These last few weeks have been hard emotionally around here.
First my cousin took her beautiful 2 1/2 year old off life support.
Then I had a 3-day-long allergic reaction between my medications and something I ate, which meant I had to cancel class and stay in bed and deal with a digestive track that was swollen beyond belief.
Then I had to play catch-up from all the stuff I'd missed and didn't get done.
Then the kids had spring break with no daycare so we had to juggle schedules and random babysitters and too much of the neighbor child (who is a complete terror!).
Then we had a meeting with our Pastor about a lot of not-so-good-things that had been happening at our church. We thought the meeting would have been decisive and it wasn't. It just made us more confused.
We've been attending another church in the area and it's been wonderful, but it's not "home", which makes me feel adrift and unsupported.
Buddy lost his glasses - they're not in the house and they can't find them at school. And he lost a mitten too.
Missy has been on a continual grumpy trip, which has culminated in growing 2 inches and needing new shoes and new pants (thankfully I can let down her skirt hems).
Now I have a sinus infection, yet again.
I know that God is way bigger than any of my problems and He knows exactly why these things are happening all at once.
I am so angry, hurt and frustrated about all the things at church.
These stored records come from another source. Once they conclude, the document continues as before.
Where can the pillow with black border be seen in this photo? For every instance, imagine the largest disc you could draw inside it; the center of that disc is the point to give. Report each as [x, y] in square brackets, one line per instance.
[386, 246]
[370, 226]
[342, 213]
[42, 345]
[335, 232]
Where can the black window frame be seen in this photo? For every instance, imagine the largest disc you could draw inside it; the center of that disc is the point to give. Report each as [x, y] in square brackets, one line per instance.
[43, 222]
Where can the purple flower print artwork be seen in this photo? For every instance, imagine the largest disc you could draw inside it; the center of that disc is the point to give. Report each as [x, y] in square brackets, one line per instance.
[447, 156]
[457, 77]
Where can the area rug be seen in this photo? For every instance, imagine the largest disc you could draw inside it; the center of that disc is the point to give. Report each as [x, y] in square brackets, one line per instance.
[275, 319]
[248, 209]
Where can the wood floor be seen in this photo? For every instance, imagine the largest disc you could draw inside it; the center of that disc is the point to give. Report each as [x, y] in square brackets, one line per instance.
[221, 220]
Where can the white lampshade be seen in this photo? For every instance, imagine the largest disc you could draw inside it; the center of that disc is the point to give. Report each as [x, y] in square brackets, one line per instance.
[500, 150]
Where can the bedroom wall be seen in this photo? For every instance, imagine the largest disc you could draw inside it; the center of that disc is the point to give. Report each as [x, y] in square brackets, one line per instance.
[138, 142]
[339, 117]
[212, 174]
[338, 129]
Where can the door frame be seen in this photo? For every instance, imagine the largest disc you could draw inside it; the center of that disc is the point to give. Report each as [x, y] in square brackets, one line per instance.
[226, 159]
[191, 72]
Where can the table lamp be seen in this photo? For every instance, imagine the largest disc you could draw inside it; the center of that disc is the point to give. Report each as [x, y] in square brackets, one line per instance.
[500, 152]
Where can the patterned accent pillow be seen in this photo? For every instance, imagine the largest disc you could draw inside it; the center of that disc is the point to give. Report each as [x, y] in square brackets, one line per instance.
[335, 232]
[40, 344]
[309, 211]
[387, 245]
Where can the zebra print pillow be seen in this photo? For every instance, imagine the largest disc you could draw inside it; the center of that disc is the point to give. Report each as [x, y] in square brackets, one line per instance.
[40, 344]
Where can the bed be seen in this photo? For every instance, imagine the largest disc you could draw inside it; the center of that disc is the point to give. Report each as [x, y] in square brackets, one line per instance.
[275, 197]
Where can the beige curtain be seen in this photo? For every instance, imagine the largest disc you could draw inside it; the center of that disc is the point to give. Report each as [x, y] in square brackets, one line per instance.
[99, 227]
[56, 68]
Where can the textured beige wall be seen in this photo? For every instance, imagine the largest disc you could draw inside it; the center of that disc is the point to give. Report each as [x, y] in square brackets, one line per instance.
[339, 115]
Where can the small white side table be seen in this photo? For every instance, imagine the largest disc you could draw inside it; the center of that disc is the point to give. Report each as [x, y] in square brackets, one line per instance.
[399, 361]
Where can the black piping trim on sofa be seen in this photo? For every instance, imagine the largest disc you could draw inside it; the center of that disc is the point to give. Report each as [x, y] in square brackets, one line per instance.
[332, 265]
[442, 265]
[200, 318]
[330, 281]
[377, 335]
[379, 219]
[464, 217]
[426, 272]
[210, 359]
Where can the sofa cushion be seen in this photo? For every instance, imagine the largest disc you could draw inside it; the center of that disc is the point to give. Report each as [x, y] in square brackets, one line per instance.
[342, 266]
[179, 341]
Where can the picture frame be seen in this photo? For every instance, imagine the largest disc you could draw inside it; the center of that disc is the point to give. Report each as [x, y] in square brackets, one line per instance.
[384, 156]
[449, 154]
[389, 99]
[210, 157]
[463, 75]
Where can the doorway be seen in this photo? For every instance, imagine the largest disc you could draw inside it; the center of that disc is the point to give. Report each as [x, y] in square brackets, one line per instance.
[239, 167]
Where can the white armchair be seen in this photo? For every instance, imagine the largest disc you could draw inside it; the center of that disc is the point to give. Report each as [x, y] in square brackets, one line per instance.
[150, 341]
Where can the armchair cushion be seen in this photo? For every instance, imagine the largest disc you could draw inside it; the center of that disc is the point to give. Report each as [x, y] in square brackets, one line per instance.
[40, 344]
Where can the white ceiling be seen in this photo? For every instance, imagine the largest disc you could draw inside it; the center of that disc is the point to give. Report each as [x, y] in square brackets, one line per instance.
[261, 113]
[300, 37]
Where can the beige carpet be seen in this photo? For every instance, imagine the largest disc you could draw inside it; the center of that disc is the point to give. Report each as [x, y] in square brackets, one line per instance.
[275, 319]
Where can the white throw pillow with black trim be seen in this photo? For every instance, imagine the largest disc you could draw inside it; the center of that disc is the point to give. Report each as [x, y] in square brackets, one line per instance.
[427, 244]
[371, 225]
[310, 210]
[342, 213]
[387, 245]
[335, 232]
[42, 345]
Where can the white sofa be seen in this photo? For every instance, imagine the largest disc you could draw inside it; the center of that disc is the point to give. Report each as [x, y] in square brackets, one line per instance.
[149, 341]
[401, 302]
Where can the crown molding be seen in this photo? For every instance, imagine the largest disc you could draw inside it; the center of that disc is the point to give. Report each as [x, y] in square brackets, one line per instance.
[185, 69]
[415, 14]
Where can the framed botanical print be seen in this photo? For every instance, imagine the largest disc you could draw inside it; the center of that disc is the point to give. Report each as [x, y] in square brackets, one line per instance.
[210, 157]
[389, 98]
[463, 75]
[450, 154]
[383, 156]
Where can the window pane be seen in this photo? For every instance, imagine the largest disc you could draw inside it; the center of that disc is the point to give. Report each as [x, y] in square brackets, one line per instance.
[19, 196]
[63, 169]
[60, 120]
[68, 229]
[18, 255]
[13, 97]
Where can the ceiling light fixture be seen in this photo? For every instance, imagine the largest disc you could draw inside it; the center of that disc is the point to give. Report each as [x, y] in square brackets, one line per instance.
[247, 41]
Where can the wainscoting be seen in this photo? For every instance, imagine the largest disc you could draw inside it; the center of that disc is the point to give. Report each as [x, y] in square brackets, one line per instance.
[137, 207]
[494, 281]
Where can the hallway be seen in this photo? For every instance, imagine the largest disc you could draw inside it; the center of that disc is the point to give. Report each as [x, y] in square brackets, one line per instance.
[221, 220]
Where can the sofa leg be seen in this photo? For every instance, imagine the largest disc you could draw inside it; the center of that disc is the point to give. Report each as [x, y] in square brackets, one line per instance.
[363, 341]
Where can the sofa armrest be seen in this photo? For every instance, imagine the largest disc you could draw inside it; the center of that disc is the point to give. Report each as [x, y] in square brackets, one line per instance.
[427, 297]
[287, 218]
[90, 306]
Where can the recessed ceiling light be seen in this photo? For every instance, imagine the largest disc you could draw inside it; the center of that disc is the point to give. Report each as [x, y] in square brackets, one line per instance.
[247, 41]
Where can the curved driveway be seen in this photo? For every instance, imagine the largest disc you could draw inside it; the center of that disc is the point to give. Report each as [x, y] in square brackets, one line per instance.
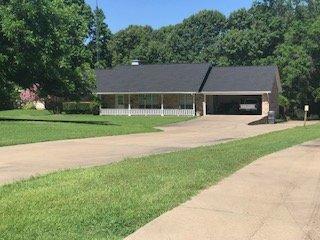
[24, 161]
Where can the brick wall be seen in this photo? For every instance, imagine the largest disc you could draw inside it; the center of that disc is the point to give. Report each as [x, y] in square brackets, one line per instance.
[199, 104]
[270, 103]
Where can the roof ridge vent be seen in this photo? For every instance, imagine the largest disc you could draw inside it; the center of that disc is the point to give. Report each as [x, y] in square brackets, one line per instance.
[135, 62]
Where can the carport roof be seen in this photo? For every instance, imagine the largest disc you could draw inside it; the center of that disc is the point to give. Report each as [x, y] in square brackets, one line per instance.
[242, 79]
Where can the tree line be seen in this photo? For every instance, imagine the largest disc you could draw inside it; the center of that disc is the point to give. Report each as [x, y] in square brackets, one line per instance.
[54, 43]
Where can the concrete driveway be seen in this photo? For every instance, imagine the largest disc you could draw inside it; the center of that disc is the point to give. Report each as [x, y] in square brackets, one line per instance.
[275, 198]
[24, 161]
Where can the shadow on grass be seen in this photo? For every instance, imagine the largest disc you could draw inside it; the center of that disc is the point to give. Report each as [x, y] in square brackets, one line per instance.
[58, 121]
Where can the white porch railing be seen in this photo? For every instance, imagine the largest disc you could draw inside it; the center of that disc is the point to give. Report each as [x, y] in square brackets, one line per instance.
[147, 112]
[114, 111]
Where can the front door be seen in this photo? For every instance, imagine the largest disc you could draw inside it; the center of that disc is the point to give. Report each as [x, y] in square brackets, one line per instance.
[119, 101]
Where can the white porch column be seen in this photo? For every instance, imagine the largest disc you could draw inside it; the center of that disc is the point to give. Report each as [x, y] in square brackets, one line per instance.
[162, 109]
[204, 106]
[194, 104]
[129, 105]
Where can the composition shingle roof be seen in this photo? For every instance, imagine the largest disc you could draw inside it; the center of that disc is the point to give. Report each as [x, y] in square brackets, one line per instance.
[241, 79]
[152, 78]
[165, 78]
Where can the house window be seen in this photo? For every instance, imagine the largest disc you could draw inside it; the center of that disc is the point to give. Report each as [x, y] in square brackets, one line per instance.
[149, 101]
[186, 101]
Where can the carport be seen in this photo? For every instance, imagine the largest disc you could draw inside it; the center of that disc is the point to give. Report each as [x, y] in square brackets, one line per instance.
[231, 104]
[241, 91]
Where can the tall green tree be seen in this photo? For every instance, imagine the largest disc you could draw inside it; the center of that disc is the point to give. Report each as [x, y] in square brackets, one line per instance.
[99, 44]
[130, 43]
[47, 40]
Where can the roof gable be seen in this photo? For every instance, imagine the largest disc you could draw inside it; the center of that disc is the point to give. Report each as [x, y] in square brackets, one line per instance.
[158, 78]
[241, 79]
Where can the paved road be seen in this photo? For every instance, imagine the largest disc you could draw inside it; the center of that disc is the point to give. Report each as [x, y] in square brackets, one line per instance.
[24, 161]
[275, 198]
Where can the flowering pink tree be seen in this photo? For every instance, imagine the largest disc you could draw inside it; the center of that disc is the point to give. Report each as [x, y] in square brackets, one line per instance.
[30, 95]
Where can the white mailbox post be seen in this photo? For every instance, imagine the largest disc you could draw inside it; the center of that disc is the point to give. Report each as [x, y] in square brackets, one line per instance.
[306, 110]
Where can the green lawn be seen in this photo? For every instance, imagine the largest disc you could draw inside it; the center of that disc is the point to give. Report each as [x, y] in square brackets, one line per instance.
[112, 201]
[28, 126]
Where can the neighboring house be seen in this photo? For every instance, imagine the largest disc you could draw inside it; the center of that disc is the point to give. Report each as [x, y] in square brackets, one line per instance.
[187, 89]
I am terrified for my cousin's health and well being - she is in a truly dark place right now.
I am so weary of all the day-to-day 'stuff' that clutters my life - even though I know everyone has the same things going on!
I am tired of being sick all the time.
I am tired of the gray weather and the snow and the yuck and muddy footprints in my kitchen.
I am grateful that I can lean on God.
That I can rant and rave and shake my fist.
And He smiles like I do when my children are having a fit for no particularly good reason that I can see.
He waits until I'm ready and then comforts me and holds me and guides me to the next thing I have to do.
What do people do who don't have God and have all the trials and tribulations of life? I don't think I want to know.
I know for sure I couldn't continue without it.
We're working on getting back to 'normal' around here - or whatever counts as normal, that is. I'm hopeful that I'll get back to a regular blogging schedule here again since I'm finally 2 weeks ahead with my course stuff for teaching and I've made some significant progress with some school and house things as well (spring break is a wonderful thing!).
Thanks for the prayers and your online friendship. I so appreciate it!